OrcidAylin Aslan1✉, Orcid Tamer Tüzüner2, Orcid Özgül Baygın3, Orcid Nagehan Yılmaz4, Orcid Serpil Sagdıc5

Affiliations

1. Research Assistant, Department of Pediatric Dentistry, Faculty of Dentistry, Karadeniz Technical University, Trabzon, Turkey ( Correspondence: dtaylinaslan@gmail.com)

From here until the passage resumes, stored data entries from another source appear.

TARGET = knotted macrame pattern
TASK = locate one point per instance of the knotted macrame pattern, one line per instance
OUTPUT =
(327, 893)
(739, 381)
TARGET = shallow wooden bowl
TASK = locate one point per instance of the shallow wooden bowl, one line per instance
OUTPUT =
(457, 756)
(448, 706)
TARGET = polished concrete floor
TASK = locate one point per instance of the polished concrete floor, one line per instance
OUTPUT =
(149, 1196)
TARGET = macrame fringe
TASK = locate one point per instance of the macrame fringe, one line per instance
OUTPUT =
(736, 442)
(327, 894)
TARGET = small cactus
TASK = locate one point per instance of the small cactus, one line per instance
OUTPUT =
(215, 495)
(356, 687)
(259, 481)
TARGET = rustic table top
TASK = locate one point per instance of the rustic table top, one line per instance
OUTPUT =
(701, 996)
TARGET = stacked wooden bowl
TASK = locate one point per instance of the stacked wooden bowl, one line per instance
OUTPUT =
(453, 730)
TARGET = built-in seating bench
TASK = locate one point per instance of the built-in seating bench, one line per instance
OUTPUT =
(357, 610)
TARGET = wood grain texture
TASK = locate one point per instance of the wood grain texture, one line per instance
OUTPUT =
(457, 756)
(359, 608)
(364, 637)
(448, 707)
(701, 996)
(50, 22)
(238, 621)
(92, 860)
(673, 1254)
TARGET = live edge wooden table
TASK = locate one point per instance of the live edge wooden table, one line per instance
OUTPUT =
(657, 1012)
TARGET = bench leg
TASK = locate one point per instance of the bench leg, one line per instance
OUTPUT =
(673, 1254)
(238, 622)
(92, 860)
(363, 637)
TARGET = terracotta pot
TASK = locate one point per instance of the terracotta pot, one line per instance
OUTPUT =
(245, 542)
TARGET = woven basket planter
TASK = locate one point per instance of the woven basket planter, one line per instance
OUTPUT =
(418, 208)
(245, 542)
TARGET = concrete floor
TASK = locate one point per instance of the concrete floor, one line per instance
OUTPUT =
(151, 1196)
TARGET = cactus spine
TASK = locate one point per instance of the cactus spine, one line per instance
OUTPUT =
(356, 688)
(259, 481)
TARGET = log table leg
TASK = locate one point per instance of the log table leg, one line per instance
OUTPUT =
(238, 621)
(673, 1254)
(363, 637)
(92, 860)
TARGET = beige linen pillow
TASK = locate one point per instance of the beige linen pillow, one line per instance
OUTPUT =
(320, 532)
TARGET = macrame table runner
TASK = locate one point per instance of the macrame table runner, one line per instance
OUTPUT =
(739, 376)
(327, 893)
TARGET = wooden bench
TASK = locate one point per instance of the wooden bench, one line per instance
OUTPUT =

2.Professor, Department of Pediatric Dentistry, Faculty of Dentistry, Karadeniz Technical University, Trabzon, Turkey

3. Professor, Department of Pediatric Dentistry, Faculty of Dentistry, Karadeniz Technical University, Trabzon, Turkey

4. Assistant Professor, Department of Pediatric Dentistry, Faculty of Dentistry, Karadeniz Technical University, Trabzon, Turkey

5. Research Assistant, Department of Pediatric Dentistry, Faculty of Dentistry, Karadeniz Technical University, Trabzon, Turkey


Highlights

Dental anxiety is a common problem that can lead to adverse conditions in dentists and patients.

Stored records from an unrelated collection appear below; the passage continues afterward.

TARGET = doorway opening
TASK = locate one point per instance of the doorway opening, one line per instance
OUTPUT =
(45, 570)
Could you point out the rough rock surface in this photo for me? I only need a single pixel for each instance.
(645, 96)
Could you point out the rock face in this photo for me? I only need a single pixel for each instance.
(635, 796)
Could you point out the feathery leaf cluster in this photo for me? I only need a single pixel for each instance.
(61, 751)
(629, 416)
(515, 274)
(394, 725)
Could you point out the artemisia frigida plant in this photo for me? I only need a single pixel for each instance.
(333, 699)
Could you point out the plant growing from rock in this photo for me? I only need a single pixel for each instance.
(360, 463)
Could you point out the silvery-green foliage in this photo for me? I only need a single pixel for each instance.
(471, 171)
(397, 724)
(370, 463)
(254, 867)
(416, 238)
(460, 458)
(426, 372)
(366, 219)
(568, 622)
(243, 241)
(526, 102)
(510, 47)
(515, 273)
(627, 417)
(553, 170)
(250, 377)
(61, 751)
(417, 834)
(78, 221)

Addressing childhood dental anxiety is a critical step in improving children’s oral health and dental experience. It is important to identify the anxious child as early as possible.

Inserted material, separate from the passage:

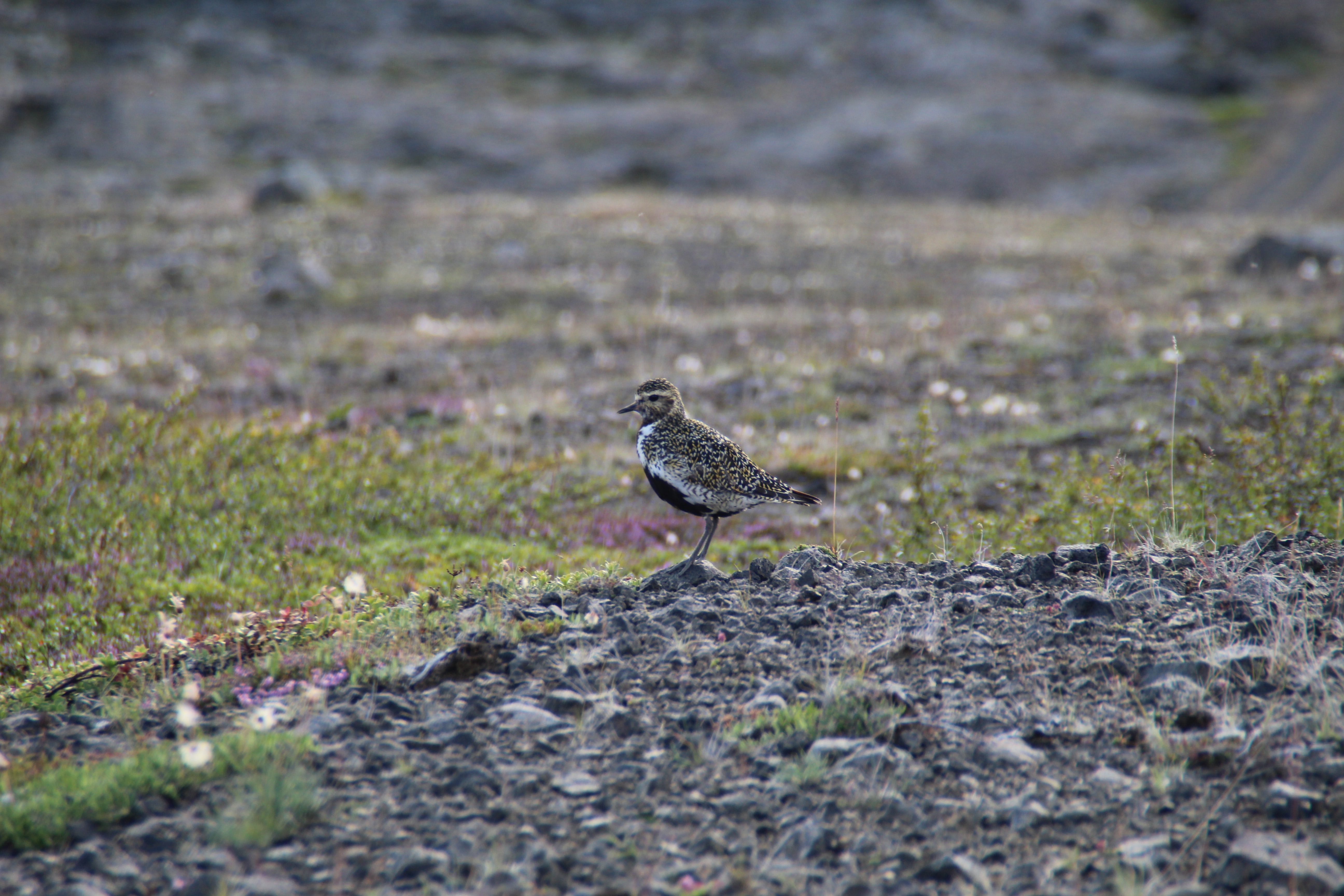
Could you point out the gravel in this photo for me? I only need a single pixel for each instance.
(1035, 730)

The Turkish version of the Abeer Children Dental Anxiety Scale (ACDAS) could be considered as a valid and reliable dental anxiety scale that helps us to identify and treat anxious children.


Abstract

Aim: This study aimed to assess the validity and reliability of the Turkish version of the Abeer Children Dental Anxiety Scale (ACDAS) as a tool used for the identification and treatment of anxious children. Methods: The study sample included 122 children aged ≥7 years, and the intervention consisted of implementation of the ACDAS and the Children’s Fear Survey Schedule-Dental Subscale (CFSS-DS) by the lead researcher during the first dental visit for each child. ACDAS application was also repeated by another pediatric dentist in a smaller sub-sample of 20 children during the same visit. The lead researcher repeated the process, (i.e. application of ACDAS) in the whole study sample after two weeks. Results: The mean age of the participants was 9.84 ± 1.696 years (range: 7–12 years), and anxiety (ACDAS ≥ 26) was detected in 36.1% of the children. The Turkish version of the ACDAS exhibited high correlation with the CFSS-DS (r = 0.760; p < 0.001), and the Cronbach Alpha value (α = 0.934) showed good internal consistency. No statistically significant differences were observed in the dentist’s responses to questions in the Dental and Cognitive sections when comparing the first and second applications of the scale (p > 0.05), although significant differences were observed in the Child Evaluation section (p < 0.01). The Area Under the Curve (AUC), obtained by Receiver Operative Characteristic Curve (ROC) Analysis was 0.849 indicating good diagnostic performance. Conclusions: Based on these findings, the Turkish version of the ACDAS can be considered as a valid and reliable dental anxiety scale for the identification of children concerned about dental procedures.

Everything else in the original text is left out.